4. With the help of a metal or plastic dough scraper, cut the dough into 6 equal pieces (or larger if you want to make larger pizzas).NOTE: To avoid the dough from sticking to the scraper, dip the scraper into water between cuts.

5. Sprinkle some flour over the dough. Make sure your hands are dry and then flour them. Gently round each piece into a ball.NOTE: If the dough sticks to your hands, then dip your hands into the flour again.

6. Transfer the dough balls to the lined jelly pan and mist them generously with spray oil. Slip the pan into plastic bag or enclose in plastic food wrap.

7. Put the pan into the refrigerator and let the dough rest overnight or for up to three days. NOTE: You can store the dough balls in a zippered freezer bag if you want to save some of the dough for any future baking. In that case, pour some oil(a few tablespoons only) in a medium bowl and dip each dough ball into the oil, so that it is completely covered in oil. Then put each ball into a separate bag. Store the bags in the freezer for no longer than 3 months. The day before you plan to make pizza, remember to transfer the dough balls from the freezer to the refrigerator.

8. On the day you plan to eat pizza, exactly 2 hours before you make it, remove the desired number of dough balls from the refrigerator. Dust the counter with flour and spray lightly with oil. Place the dough balls on a floured surface and sprinkle them with flour. Dust your hands with flour and delicately press the dough into disks about 1/2 inch/1.3 cm thick and 5 inches/12.7 cm in diameter. Sprinkle with flour and mist with oil. Loosely cover the dough rounds with plastic wrap and then allow to rest for 2 hours.

9. At least 45 minutes before making the pizza, place a baking stone on the lower third of the oven. Preheat the oven as hot as possible (500° F/260° C). NOTE: If you do not have a baking stone, then use the back of a jelly pan. Do not preheat the pan.

10. Generously sprinkle the back of a jelly pan with semolina/durum flour or cornmeal.

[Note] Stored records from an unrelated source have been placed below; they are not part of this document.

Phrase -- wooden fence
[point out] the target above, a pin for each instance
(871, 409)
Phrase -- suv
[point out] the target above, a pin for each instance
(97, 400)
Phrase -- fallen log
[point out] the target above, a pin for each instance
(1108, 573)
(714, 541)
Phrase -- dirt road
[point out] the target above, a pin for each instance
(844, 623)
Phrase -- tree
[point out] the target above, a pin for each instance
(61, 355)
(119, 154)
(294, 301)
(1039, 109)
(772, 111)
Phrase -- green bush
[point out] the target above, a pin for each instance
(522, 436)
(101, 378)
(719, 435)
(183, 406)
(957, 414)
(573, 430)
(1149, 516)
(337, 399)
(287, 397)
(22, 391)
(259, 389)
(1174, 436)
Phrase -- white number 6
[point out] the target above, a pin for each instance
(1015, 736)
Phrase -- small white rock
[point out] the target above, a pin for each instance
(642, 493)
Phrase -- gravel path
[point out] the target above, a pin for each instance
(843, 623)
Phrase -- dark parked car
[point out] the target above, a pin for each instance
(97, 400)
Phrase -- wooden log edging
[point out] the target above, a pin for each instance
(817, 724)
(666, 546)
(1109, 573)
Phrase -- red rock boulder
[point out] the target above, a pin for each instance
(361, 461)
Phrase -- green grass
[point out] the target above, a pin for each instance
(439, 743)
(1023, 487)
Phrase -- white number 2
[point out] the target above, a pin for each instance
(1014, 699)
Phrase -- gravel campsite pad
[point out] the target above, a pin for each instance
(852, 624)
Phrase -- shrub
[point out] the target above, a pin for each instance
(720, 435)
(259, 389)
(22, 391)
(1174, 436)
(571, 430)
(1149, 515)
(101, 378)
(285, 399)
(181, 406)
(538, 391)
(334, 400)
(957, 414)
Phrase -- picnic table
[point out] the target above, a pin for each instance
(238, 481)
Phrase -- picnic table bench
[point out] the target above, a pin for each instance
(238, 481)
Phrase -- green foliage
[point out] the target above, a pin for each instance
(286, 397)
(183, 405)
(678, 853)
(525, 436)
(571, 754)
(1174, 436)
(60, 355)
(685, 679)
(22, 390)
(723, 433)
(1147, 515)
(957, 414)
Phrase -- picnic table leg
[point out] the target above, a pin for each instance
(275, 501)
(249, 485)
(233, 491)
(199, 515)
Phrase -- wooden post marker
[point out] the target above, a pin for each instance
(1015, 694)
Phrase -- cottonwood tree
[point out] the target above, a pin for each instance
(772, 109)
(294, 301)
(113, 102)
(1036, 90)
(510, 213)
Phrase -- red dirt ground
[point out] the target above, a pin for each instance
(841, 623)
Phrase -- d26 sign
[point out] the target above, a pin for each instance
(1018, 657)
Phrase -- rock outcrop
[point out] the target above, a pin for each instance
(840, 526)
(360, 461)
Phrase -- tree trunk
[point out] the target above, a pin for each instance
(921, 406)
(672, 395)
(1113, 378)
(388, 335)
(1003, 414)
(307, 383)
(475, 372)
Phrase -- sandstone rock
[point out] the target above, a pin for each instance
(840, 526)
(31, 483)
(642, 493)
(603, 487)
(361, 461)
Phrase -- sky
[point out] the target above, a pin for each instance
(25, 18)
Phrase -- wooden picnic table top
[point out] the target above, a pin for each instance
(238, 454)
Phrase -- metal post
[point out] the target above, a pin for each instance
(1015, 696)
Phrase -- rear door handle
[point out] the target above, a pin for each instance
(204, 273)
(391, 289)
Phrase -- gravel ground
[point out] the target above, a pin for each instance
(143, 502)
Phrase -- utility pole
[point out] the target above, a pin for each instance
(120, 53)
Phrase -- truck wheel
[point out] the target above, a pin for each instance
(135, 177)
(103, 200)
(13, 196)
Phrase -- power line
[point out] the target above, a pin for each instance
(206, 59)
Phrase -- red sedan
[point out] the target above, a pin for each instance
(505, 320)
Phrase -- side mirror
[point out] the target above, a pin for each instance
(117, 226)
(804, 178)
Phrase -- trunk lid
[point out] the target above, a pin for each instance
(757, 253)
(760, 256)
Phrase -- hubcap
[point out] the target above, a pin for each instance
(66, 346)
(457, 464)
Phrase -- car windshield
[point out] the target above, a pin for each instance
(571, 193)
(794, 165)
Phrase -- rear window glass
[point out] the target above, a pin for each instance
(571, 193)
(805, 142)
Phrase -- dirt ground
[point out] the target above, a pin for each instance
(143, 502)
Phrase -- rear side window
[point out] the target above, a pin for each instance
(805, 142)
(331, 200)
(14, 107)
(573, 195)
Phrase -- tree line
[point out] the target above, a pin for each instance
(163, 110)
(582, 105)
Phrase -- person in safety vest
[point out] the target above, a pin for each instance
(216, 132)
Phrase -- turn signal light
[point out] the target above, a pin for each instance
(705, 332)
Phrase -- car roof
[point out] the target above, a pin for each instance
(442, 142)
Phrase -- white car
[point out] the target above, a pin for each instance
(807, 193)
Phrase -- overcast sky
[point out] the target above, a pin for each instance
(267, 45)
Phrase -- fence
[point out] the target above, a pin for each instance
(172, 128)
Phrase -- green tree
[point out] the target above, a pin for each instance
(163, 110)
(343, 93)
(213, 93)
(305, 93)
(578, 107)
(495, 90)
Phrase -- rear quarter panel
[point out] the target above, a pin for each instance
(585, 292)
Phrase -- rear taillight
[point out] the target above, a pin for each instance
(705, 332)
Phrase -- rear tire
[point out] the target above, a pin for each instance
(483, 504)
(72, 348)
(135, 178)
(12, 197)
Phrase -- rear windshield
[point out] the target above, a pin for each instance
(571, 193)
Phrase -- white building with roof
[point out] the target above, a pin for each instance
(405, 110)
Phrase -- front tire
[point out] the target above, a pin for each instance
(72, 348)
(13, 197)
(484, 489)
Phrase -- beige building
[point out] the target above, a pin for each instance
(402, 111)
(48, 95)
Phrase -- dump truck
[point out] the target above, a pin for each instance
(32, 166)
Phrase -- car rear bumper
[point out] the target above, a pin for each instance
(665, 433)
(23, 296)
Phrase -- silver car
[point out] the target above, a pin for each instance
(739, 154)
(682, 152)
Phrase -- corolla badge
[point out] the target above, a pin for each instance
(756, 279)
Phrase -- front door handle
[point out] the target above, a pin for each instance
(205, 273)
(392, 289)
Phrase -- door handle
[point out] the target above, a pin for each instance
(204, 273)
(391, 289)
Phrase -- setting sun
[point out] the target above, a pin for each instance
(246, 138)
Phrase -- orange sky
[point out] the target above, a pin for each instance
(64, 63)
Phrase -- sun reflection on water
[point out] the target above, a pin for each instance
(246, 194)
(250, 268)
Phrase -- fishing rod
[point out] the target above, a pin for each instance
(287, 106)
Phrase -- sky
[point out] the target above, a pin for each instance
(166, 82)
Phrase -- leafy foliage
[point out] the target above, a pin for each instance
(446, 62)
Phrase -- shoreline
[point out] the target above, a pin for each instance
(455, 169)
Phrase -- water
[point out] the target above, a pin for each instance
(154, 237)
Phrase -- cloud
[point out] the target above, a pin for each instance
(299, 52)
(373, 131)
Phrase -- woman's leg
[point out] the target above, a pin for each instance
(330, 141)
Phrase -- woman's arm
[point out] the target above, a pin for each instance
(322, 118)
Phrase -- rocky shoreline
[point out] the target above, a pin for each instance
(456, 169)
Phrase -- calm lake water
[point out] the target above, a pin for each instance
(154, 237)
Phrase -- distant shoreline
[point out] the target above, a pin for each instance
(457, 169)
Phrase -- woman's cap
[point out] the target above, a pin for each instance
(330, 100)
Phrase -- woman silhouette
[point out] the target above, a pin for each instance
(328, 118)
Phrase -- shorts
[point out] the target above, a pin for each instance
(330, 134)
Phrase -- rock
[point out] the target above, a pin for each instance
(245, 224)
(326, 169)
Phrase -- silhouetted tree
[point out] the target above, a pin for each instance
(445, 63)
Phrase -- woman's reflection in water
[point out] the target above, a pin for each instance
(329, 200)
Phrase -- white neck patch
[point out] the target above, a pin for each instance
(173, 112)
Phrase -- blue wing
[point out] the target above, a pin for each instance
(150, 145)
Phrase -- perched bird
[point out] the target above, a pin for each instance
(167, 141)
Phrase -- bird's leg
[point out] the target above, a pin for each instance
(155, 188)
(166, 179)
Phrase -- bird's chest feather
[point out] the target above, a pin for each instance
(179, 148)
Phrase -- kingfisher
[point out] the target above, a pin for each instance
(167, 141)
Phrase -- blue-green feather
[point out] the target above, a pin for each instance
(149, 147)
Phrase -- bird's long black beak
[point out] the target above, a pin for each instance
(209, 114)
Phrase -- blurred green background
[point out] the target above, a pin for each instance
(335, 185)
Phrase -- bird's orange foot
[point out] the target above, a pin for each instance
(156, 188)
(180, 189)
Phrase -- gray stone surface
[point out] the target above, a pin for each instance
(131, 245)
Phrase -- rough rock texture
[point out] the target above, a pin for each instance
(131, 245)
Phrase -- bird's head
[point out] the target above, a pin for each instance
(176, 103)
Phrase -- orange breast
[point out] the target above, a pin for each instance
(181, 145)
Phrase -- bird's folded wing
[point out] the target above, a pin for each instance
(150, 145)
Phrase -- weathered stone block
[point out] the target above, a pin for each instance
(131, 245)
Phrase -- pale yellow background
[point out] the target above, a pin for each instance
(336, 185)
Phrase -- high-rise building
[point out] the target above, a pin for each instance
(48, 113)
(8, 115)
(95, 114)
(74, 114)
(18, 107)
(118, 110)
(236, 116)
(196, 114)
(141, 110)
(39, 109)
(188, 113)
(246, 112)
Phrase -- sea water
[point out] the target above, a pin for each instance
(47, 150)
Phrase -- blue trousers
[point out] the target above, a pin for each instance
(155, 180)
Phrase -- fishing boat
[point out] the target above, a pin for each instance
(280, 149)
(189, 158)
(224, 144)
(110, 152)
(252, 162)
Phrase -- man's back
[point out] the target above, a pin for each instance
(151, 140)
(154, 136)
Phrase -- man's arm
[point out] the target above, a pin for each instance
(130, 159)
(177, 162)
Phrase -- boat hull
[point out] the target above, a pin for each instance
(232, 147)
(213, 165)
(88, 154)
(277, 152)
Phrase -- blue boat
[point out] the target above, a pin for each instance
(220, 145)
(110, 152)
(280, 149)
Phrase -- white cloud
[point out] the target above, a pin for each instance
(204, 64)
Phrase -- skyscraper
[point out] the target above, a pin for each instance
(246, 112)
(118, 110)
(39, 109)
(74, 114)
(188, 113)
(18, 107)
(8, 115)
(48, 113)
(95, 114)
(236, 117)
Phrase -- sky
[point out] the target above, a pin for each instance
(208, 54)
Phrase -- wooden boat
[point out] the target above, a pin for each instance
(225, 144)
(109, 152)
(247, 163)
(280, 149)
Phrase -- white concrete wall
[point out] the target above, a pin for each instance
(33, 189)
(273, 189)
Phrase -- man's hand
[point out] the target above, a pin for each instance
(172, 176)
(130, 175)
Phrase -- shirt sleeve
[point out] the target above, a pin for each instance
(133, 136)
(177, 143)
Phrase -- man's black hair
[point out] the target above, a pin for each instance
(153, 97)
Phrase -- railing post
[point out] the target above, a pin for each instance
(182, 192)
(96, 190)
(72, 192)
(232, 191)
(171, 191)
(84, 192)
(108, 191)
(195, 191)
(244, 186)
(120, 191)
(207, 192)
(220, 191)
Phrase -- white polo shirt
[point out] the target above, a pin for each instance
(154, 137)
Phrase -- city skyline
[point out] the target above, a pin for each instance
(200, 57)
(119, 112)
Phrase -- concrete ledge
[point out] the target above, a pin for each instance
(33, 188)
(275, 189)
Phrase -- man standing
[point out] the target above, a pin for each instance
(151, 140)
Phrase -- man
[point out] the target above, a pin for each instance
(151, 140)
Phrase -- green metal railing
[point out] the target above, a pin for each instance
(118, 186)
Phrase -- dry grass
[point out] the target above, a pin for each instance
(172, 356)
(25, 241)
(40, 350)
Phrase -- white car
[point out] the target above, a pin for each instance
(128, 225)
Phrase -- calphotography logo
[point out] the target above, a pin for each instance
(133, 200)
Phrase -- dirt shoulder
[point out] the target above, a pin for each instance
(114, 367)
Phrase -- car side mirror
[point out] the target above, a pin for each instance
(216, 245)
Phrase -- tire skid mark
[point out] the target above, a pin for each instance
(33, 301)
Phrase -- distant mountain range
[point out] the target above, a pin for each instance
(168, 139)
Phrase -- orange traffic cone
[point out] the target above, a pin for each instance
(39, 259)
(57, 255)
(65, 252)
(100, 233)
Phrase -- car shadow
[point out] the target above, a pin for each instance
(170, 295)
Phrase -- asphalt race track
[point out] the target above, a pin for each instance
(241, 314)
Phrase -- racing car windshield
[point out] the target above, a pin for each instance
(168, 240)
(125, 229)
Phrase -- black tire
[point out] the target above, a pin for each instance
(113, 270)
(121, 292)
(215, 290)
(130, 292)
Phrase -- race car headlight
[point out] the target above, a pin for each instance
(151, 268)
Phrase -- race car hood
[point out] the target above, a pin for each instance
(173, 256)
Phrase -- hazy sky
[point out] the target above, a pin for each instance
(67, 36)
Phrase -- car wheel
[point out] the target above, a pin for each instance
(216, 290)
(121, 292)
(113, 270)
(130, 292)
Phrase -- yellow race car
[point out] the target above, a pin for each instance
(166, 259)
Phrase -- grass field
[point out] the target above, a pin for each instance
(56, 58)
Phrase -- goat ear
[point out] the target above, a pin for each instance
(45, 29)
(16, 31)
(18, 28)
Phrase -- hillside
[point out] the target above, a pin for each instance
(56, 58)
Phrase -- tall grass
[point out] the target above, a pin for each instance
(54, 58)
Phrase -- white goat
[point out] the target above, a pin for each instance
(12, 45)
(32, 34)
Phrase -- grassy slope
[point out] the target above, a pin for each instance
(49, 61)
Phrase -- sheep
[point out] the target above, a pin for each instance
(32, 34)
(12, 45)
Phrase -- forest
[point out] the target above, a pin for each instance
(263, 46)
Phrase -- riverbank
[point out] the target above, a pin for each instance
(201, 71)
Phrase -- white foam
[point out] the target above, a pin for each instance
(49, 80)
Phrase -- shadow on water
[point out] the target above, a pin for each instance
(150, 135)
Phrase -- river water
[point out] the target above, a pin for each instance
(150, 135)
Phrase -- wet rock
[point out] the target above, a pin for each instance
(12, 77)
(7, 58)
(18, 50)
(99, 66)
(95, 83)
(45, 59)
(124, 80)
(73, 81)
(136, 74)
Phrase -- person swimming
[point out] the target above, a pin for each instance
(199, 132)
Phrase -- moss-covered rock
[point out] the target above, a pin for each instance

Flour your hands (palms, backs and knuckles). Take 1 piece of dough by lifting it with a pastry scraper. Lay the dough across your fists in a very delicate way and carefully stretch it by bouncing it in a circular motion on your hands, and by giving it a little stretch with each bounce. Once the dough has expanded outward, move to a full toss.

11. When the dough has the shape you want (about 9-12 inches/23-30 cm in diameter - for a 6 ounces/180g piece of dough), place it on the back of the jelly pan, making sure there is enough semolina/durum flour or cornmeal to allow it to slide and not stick to the pan.

12. Lightly top it with sweet or savory toppings of your choice.

13. Slide the garnished pizza onto the stone in the oven or bake directly on the jelly pan. Close the door and bake for about 5-8 minutes.

14. Take the pizza out of the oven and transfer it to a cutting board or your plate. In order to allow the cheese to set a little, wait 3-5 minutes before slicing or serving.